And so aid to Ukraine, which most believe is the least expensive deterrent to Russian expansionism, is now on the MAGA GOP chopping block. Countering Russian aggression and global ambitions has been at the top of every Republican and Democratic presidential priority list since WWII. Until Donald Trump. As rightwing white supremacists feel that representative democracy is diluting their traditional power, Trump’s constituency has adopted serious voting restrictions to marginalize non-white traditional voters, with a clear realization that maintaining white power would not happen unless democracy itself were repealed. Russia offers a form of repressive governance that, if adopted in the United States, would reinforce incumbent white power as the primary controllers of our nation.

It is interesting to note the excuses some Republicans in Congress, uncomfortable as the Party unseating Reagan’s efforts to contain Russian autocrats: “About 2 a.m.

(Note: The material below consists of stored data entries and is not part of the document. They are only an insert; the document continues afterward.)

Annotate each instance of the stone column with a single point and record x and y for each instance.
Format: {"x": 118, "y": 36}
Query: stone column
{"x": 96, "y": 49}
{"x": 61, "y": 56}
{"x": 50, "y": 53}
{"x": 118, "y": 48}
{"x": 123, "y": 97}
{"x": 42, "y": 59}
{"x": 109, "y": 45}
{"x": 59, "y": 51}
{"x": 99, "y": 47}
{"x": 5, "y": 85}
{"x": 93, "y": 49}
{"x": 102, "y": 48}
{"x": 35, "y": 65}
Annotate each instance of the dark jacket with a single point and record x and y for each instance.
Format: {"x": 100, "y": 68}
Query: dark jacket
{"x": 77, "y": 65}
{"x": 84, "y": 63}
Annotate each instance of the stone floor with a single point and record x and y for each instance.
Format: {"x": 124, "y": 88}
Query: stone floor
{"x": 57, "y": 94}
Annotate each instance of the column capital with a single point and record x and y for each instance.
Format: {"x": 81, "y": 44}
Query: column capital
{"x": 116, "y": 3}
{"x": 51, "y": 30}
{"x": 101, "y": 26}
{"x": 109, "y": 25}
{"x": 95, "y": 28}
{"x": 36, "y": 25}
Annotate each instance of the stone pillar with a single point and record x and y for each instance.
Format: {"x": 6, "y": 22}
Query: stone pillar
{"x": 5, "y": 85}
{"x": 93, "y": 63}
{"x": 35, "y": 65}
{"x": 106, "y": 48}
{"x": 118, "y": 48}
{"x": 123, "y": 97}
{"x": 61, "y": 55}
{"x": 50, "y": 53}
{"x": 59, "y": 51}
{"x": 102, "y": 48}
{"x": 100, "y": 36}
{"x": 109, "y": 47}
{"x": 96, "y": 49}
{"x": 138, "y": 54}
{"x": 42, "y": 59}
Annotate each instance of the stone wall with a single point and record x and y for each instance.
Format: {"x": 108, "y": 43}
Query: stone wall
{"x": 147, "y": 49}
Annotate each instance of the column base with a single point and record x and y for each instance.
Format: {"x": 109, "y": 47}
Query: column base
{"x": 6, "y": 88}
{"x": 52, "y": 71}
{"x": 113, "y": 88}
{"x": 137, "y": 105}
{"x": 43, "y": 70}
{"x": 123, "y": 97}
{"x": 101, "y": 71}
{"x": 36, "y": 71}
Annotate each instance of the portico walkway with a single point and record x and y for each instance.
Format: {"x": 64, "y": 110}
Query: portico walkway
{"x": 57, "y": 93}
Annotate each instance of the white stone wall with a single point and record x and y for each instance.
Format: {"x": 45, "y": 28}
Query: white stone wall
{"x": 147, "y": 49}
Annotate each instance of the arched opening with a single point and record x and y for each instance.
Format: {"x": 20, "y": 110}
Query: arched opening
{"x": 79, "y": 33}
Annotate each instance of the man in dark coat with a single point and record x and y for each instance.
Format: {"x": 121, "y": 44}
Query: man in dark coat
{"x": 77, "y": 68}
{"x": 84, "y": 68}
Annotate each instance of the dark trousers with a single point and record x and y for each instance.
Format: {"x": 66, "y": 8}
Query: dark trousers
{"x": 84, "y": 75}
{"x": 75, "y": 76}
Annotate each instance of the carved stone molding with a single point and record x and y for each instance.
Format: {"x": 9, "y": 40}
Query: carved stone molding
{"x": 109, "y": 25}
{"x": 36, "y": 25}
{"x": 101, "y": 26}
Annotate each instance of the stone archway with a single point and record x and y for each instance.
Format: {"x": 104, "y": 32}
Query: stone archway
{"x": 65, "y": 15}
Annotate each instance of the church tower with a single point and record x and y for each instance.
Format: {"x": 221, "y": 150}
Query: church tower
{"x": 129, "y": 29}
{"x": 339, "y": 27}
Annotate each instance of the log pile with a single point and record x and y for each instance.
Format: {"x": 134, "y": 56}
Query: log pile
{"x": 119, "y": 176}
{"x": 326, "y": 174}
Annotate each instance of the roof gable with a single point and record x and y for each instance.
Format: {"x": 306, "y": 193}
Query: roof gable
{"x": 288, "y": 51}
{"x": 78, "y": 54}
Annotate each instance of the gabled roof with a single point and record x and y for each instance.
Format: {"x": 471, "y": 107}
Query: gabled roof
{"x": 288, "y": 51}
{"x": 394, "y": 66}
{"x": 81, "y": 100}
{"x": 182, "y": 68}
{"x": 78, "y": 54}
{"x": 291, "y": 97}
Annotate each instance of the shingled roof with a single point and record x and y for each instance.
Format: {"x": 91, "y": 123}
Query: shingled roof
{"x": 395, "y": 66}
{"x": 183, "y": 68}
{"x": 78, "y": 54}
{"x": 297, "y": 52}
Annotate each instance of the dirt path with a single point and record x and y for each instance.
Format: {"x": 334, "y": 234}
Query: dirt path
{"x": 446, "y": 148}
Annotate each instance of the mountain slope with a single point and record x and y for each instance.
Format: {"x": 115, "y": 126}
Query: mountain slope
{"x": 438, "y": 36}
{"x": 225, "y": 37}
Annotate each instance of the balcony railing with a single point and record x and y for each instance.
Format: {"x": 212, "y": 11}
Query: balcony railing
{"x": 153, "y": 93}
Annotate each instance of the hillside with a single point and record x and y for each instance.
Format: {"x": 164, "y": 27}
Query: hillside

Feb. 13, Republican Sen. Ron Johnson of Wisconsin stood on the Senate floor and explained why he opposed sending more aid to help Ukraine fend off the invasion launched in 2022 by Russian President Vladimir Putin. ‘I don’t like this reality,’ Johnson said. ‘Vladimir Putin is an evil war criminal.’ But he quickly added: ‘Vladimir Putin will not lose this war.’… That argument — that the Russian president cannot be stopped so there’s no point in using American taxpayer dollars against him — marks a new stage in the Republican Party’s growing acceptance of Russian expansionism in the age of Donald Trump.” Nicholas Riccardi writing for the February 20th Associated Press.

Is Trump’s vision of the United States Putin’s greatest enabler? Are Trump’s “whatever you want” minions coconspirators in Trump’s vision of an autocratic America, and eventual ally of Russia? “Now the GOP’s ambivalence on Russia has stalled additional aid to Ukraine at a pivotal time in the war… The Senate last week passed a foreign aid package that included $61 billion for Ukraine on a 70-29 vote, but Johnson was one of a majority of the Republicans to vote against the bill after their late-night stand to block it. In the Republican-controlled House, Speaker Mike Johnson said his chamber will not be ‘rushed’ to pass the measure, even as Ukraine’s military warns of dire shortages of ammunition and artillery.


“Many Republicans are openly frustrated that their colleagues don’t see the benefits of helping Ukraine. Putin and his allies have banked on democracies wearying of aiding Kyiv, and Putin’s GOP critics warn that NATO countries in Eastern Europe could become targets of an emboldened Russia that believes the U.S. won’t counter it… The divide within the party was on stark display Friday with the prison death of Russian opposition figure and anti-corruption advocate Alexei Navalny, which President Biden and other world leaders blamed on Putin. Trump notably stood aside from that chorus Monday.

“Offering no sympathy or attempt to affix blame, Trump posted on his social media platform Truth Social that the ‘sudden death of Alexei Navalny has made me more and more aware of what is happening in our Country. It is a slow, steady progression, with CROOKED, Radical Left Politicians, Prosecutors, and Judges leading us down a path to destruction.’” AP. It would be one thing if the MAGA crowd were just pushing issues; but it is quite something else where their ambitions are to install a new form of autocracy to replace our existing form of governance. We seem to have installed our own Manchurian Candidate within our own political system. Some Republicans are squirming at what Trump/Johnson want Congress to do. We need more than squirming!

I’m Peter Dekom, and unless Americans wake up to what is happening and fight back, there may be no way to fight back after the upcoming election.